同型半胱氨酸（Hcy）作为先天性心脏病的独立风险因子，其致病机理至今未完全阐明。申请人前期研究发现，叶酸代谢中系列代谢酶的基因变异均通过升高Hcy导致先心病。后续机制研究发现Hcy及甲硫氨酰-tRNA合成酶（MARS）均会引起细胞内蛋白质赖氨酸同型半胱氨酸化（K-Hcy）修饰上升；修饰蛋白组学分析发现DNA修复关键蛋白ATR等可被K-Hcy修饰。新发突变是先心病发生的重要原因。据此我们推测：高Hcy可能通过升高K-Hcy，抑制DNA损伤修复，促进新发突变而诱发先心病。本项目拟利用遗传学、生物化学和分子细胞生物学手段，在体外、细胞系及临床样本层面探明1）MARS和K-Hcy均是先心病的风险因子；2）Hcy通过MARS上调K-Hcy；3）高K-Hcy抑制DNA损伤修复；4）高K-Hcy诱发新发突变。项目成功实施将揭示Hcy致先心病的新机制，为发展先心病及其它出生缺陷的诊断及干预新手段提供依据。

遗传和环境因素导致包括先天性心脏病（先心）等重大出生缺陷的机制长期未明。申请人前期系统揭示了遗传变异通过引起同型半胱氨酸(Hcy)代谢异常致先心（Circulation 2012, 2017；Cell Res 2013；Eur Heart J 2014），并发现代谢物信号失调致多种疾病的分子机制（J Clin Invest 2014；Signal Transd & Tar Ther 2017），提示代谢物信号可能在心脏发育中具有重要功能。后续机制研究发现 Hcy及甲硫氨酰-tRNA合成酶（MARS）均会引起细胞内蛋白质赖氨酸同型半胱氨酸化（K-Hcy）修饰上升；修饰蛋白组学分析发现DNA修复关键蛋白ATR等可被K-Hcy修饰，提示Hcy修饰可能会通过积累新发突变来增大先心风险。
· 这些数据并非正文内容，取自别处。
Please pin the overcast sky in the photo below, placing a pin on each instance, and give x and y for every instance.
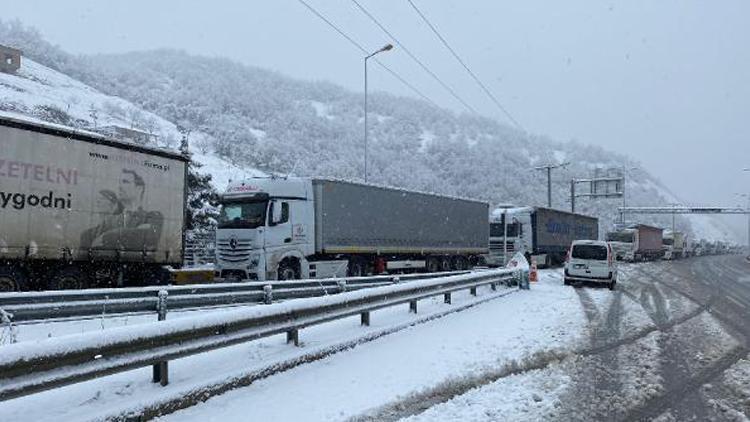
(667, 82)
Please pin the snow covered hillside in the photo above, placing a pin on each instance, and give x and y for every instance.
(242, 117)
(40, 93)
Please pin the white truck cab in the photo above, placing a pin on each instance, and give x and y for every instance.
(297, 228)
(262, 222)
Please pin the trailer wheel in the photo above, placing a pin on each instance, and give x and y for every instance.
(433, 264)
(11, 279)
(68, 278)
(288, 270)
(460, 263)
(445, 264)
(356, 268)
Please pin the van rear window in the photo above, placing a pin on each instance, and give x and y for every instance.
(594, 252)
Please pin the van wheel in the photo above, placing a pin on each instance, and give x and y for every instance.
(68, 278)
(11, 280)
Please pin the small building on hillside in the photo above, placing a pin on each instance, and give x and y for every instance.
(128, 134)
(10, 59)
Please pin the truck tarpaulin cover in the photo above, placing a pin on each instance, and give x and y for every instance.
(558, 229)
(74, 199)
(354, 217)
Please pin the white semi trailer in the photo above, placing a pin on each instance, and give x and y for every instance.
(291, 228)
(542, 233)
(78, 209)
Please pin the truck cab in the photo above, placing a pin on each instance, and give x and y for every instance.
(623, 243)
(507, 239)
(265, 230)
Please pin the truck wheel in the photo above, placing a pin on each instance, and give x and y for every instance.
(460, 263)
(433, 264)
(11, 280)
(288, 271)
(68, 278)
(445, 264)
(356, 268)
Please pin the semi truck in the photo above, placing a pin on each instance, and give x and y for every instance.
(543, 233)
(78, 209)
(637, 242)
(289, 228)
(674, 245)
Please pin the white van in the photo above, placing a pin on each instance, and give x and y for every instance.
(591, 261)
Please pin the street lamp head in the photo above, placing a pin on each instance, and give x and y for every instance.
(385, 48)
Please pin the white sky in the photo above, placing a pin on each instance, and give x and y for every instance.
(667, 82)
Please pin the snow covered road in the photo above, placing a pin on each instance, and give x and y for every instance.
(670, 344)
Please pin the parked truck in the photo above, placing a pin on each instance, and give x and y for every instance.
(78, 209)
(291, 228)
(543, 233)
(674, 244)
(638, 242)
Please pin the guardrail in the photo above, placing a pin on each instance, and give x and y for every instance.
(27, 368)
(96, 302)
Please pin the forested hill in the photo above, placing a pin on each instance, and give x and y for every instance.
(261, 119)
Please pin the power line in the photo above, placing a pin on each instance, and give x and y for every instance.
(413, 57)
(453, 52)
(359, 46)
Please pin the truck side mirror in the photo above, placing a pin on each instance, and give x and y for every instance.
(275, 213)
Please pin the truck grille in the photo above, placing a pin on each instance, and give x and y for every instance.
(240, 253)
(498, 246)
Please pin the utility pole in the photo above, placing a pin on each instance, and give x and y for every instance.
(549, 168)
(384, 48)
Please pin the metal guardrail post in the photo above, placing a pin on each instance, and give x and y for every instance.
(523, 279)
(292, 336)
(413, 306)
(161, 369)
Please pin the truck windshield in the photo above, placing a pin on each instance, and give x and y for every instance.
(620, 237)
(593, 252)
(242, 214)
(496, 230)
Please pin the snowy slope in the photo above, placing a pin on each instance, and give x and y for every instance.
(39, 93)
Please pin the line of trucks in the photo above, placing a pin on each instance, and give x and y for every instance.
(79, 210)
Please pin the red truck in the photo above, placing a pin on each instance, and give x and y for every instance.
(637, 242)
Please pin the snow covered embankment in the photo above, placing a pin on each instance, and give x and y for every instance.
(485, 336)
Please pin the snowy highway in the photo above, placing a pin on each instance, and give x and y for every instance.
(670, 343)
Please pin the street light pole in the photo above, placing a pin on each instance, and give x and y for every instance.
(384, 48)
(549, 168)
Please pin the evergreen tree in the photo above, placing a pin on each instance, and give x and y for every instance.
(202, 200)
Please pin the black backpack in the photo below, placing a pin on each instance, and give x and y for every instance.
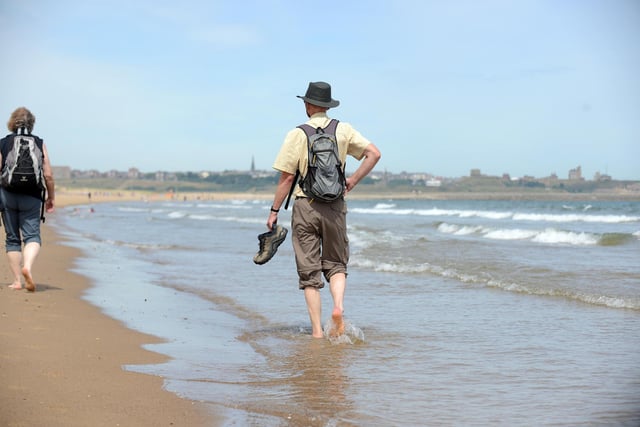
(22, 169)
(325, 180)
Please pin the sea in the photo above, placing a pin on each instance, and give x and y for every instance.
(458, 312)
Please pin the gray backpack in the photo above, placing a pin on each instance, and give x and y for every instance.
(22, 171)
(325, 180)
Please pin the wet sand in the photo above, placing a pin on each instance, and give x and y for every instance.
(61, 359)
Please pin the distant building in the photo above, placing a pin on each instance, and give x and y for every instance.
(598, 177)
(576, 174)
(61, 172)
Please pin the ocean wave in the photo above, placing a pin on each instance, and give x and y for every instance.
(546, 236)
(500, 215)
(632, 303)
(620, 302)
(607, 219)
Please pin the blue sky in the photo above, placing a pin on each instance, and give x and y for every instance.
(507, 86)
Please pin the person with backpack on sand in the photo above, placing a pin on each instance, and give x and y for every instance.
(318, 219)
(27, 190)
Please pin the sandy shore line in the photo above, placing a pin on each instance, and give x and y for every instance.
(61, 359)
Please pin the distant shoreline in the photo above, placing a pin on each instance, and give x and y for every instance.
(66, 197)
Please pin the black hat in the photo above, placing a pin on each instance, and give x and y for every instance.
(319, 93)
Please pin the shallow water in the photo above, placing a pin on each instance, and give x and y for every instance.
(459, 312)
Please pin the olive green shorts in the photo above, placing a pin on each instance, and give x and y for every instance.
(320, 240)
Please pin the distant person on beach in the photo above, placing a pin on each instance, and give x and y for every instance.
(22, 207)
(319, 229)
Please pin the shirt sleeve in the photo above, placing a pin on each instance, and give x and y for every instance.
(356, 143)
(291, 152)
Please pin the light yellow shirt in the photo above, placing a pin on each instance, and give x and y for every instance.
(293, 153)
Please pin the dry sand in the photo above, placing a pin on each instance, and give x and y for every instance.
(61, 359)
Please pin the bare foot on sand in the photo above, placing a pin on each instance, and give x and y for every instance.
(31, 287)
(338, 323)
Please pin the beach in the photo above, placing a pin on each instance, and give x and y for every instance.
(62, 359)
(149, 311)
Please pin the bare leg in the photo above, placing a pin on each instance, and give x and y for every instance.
(314, 306)
(337, 284)
(31, 251)
(15, 259)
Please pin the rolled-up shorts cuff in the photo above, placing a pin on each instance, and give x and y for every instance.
(329, 268)
(310, 279)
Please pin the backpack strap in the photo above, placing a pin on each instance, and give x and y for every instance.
(310, 130)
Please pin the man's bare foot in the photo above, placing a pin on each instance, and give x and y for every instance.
(338, 323)
(28, 280)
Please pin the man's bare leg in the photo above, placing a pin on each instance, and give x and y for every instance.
(30, 251)
(314, 306)
(337, 285)
(15, 259)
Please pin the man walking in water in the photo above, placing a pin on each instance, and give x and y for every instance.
(319, 229)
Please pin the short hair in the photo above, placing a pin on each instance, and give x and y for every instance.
(21, 118)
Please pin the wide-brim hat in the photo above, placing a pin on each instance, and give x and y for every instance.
(319, 93)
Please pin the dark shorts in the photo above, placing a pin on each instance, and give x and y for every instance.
(320, 240)
(21, 218)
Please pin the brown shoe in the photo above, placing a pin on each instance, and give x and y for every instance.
(269, 243)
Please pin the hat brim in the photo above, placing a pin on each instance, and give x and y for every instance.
(332, 104)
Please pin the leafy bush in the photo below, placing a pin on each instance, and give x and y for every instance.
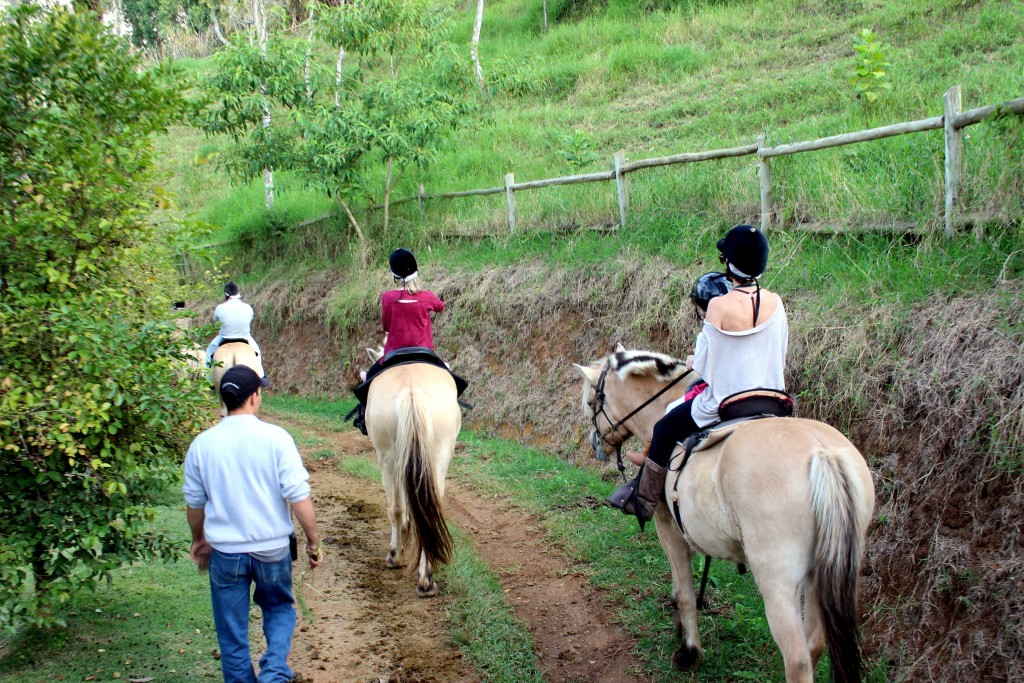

基于代谢物具有细胞发育信号调控功能这一原创思想，申请人在本项目支持下，系统阐释了Hcy增大先心的分子机制，并在代谢物失调致病机制相关前沿理论问题方向做出系列具有行业影响的重要进展：（1）发现Hcy可以通过对蛋白质的翻译后修饰改变蛋白功能，进而产生同型半胱氨酸细胞信号；在此基础上系统阐明同型半胱氨酸信号失调导致出生缺陷等疾病的分子机理，加深了代谢物信号失调病理价值的认识（Cell Rep 2018；EMBO Mol Med 2020）。除了翻译后修饰蛋白赖氨酸残基，我们发现Hcy还可以在内质网中翻译后修饰蛋白半胱氨酸修饰，通过对胰岛素受体的修饰诱发胰岛素抵抗（Cell Rep 2021）。（2）通过对磷酸戊糖途径关键酶TKTL1、脂肪酸氧化关键酶ECHS1蛋白功能和调控机制的全新解析，揭示细胞信号调控核糖-5-磷酸、脂肪酸氧化的分子机制，阐明了葡萄糖/脂肪酸等营养物质在细胞物质和能量合成中的分配机制（Nat Commun 2019；Cancer Res 2020）。（3）原创揭示琥珀酸、β羟基丁酸和胆酸等系列代谢物信号失调在滋养细胞和肝发育相关疾病的病理作用，扩展了发育与出生缺陷的代谢物信号研究领域（Signal Transd & Tar Ther 2021；Nat Commun 2021；J Hepatol 2021）。系列工作推进了“代谢物失调致病机制”这一领域的发展，提升了我国在相关领域的国际影响。